There are at least two misleading expressions that one very commonly encounters in the professional phylogenetics literature: "basal branch of the tree", and "derived species".
The first expression is used to refer to an unbranched lineage arising near the common ancestor, when compared to a more-branched lineage. For example, in the first diagram below we might say that taxon A is on a "basal branch", whereas taxon B is not. The taxa associated with taxon B are then referred to as the "crown" of the tree. But, how can one lineage be more basal than another? After all, both lineages connect to the "base" of the tree at the same point. To claim that one is basal and the other not is like saying that one brother is more basal than another in a family tree just because he has fewer children!

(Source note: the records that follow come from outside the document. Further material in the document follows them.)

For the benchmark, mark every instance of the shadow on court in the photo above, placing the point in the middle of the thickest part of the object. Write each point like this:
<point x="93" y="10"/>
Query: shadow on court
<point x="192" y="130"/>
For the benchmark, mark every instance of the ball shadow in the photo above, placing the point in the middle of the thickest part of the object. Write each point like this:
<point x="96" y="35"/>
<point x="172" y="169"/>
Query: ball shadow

The second expression refers to a species that has more "derived" characters than another. For example, in the diagram we might say that taxon B is more derived than taxon A. Characters change from ancestral to derived through time (eg. scaly skin covering is ancestral while fur is derived, because the latter arose later in time). However, this does not make any species more derived. It is the characters that are derived not the species — each species has a combination of ancestral characters and derived ones (including humans).

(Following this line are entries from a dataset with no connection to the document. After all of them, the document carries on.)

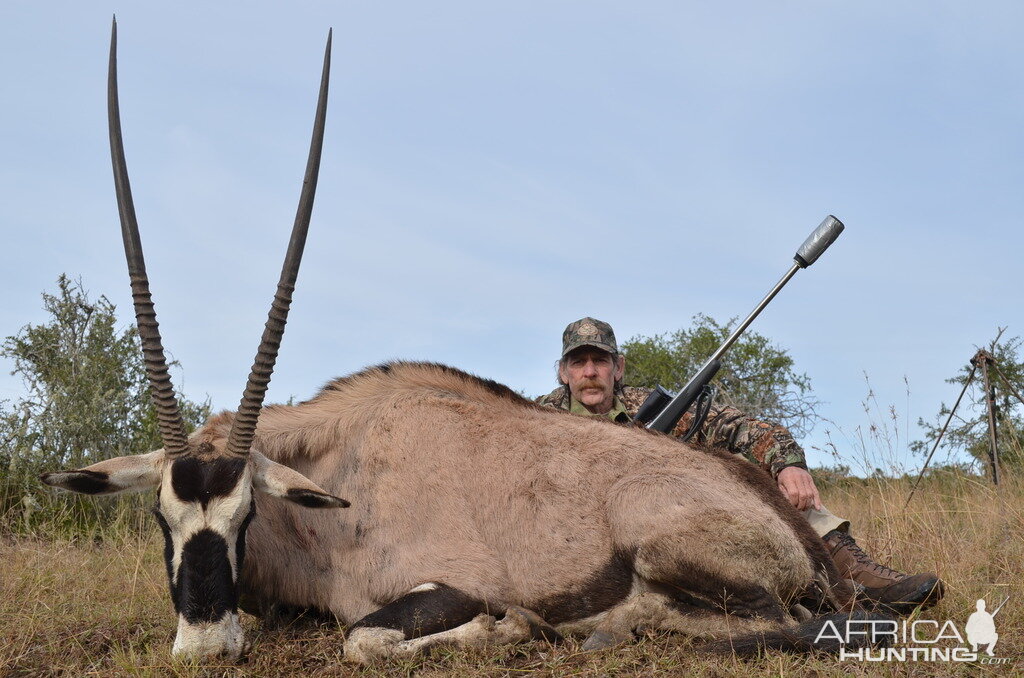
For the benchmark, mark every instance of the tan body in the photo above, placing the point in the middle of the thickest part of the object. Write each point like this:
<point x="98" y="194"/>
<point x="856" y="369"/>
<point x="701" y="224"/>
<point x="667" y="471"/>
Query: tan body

These issues seem to arise from the tree iconography. Some people seem to conceptualize this as a pine tree rather than a bush (as drawn by Charles Darwin in the Origin). A pine tree, indeed, does have basal branches and a crown. Here is an example from a sign in my local botanical garden, which tries to explain plant phylogenetic relationships to the general public. This tree does, indeed, have basal branches and a distinct crown.
This issue seems to have started with Ernst Haeckel in the late 1800s. Haeckel's first phylogenies (see Who published the first phylogenetic tree?) were drawn as multi-branched bushes, rather similar to the diagram that Darwin himself had published. However, Haeckel then veered away from this approach when explicitly discussing the evolution of humans. Here, he drew a tree with a distinct central trunk and much smaller side-branches (presumably modeled on an oak tree, rather than a bush). This image emphasizes one particular lineage at the expense of the others, because there is one taxon obviously sitting at the crown of the tree while the others are relegated to side-branches.

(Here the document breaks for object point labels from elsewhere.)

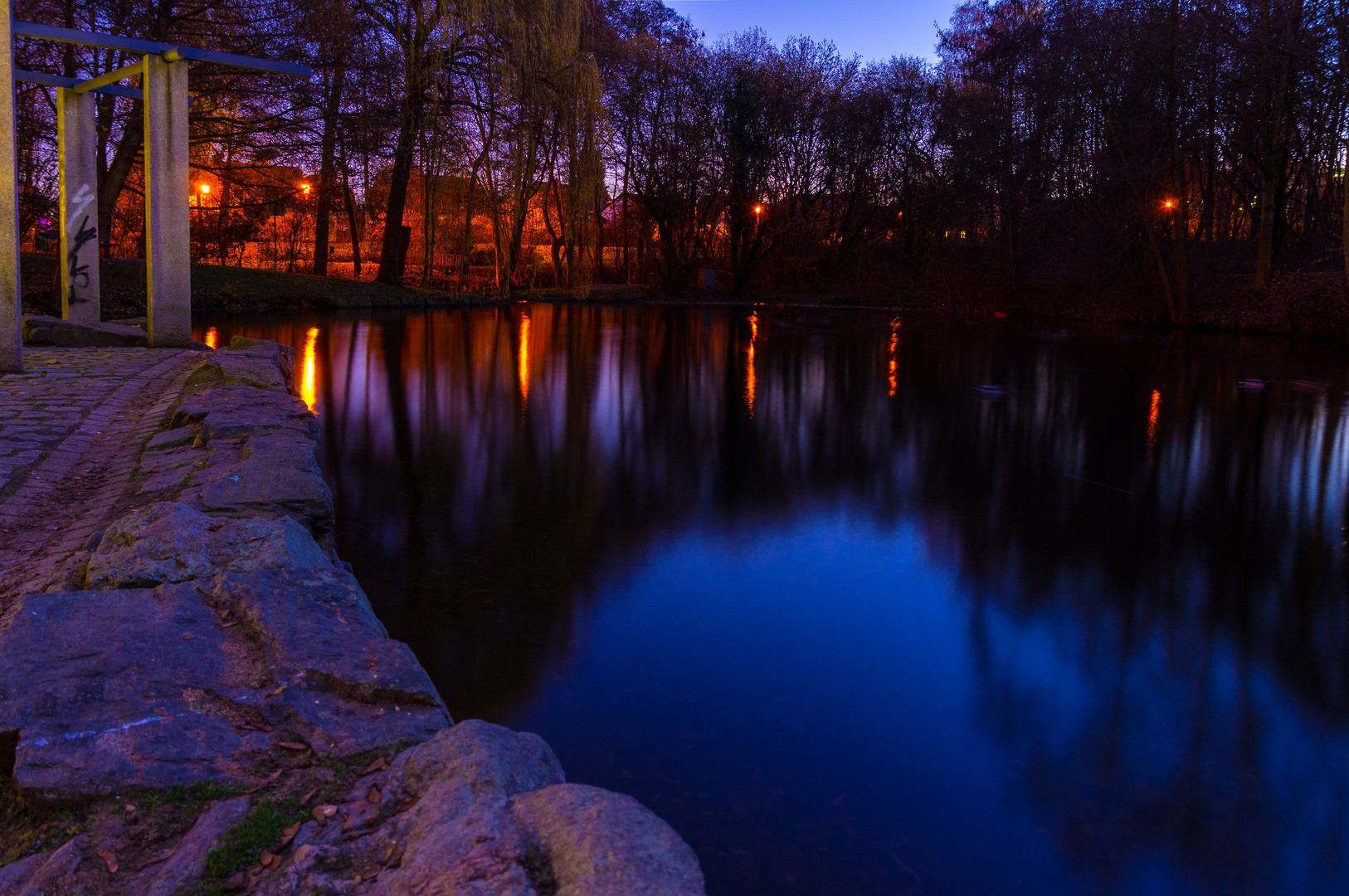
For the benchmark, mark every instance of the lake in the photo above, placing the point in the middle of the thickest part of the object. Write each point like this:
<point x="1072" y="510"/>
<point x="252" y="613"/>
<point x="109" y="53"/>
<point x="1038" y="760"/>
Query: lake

|E. Haeckel (1874) Anthropogenie oder Entwickelungsgeschichte|
des Menschen. Engelmann, Leipzig.
This approach to drawing a phylogeny can be used to put any chosen organism at the crown of the tree, not just human beings, as illustrated by the following diagram from James Scott (which looks like it is actually modeled on a pine tree). This is a fundamental characteristic of a phylogeny — it can be drawn so that any part of the diagram is at the crown. However, to be accurate it should always be drawn so that no one lineage is emphasized over any other one — there should be no taxa sitting at the crown.
|J.A. Scott (1986) The Butterflies of North America:|
a Natural History and Field Guide. Stanford University Press, Stanford.
Distorted images occur in several ways in modern evolutionary biology. This topic has received considerable attention in the literature, and there are a number of very readable expositions of various parts of it. Here is a brief list.
Gregory T.R. (2008) Understanding evolutionary trees. Evolution: Education and Outreach 1: 121-137.
O'Hara R.J. (1992) Telling the tree: narrative representation and the study of evolutionary history. Biology and Philosophy 7: 135-160.
Crisp M.D., Cook L.G. (2005) Do early branching lineages signify ancestral traits? Trends in Ecology and Evolution 20: 122-128.
Krell F.-T., Cranston P.S. (2004) Which side of a tree is more basal? Systematic Entomology 29: 279-281.
Omland K.E., Cook L.G., Crisp M.D. (2008) Tree thinking for all biology: the problem with reading phylogenies as ladders of progress. BioEssays 30: 854-867.
Sandvik H. (2009) Anthropocentrisms in cladograms. Biology and Philosophy 24: 425-440.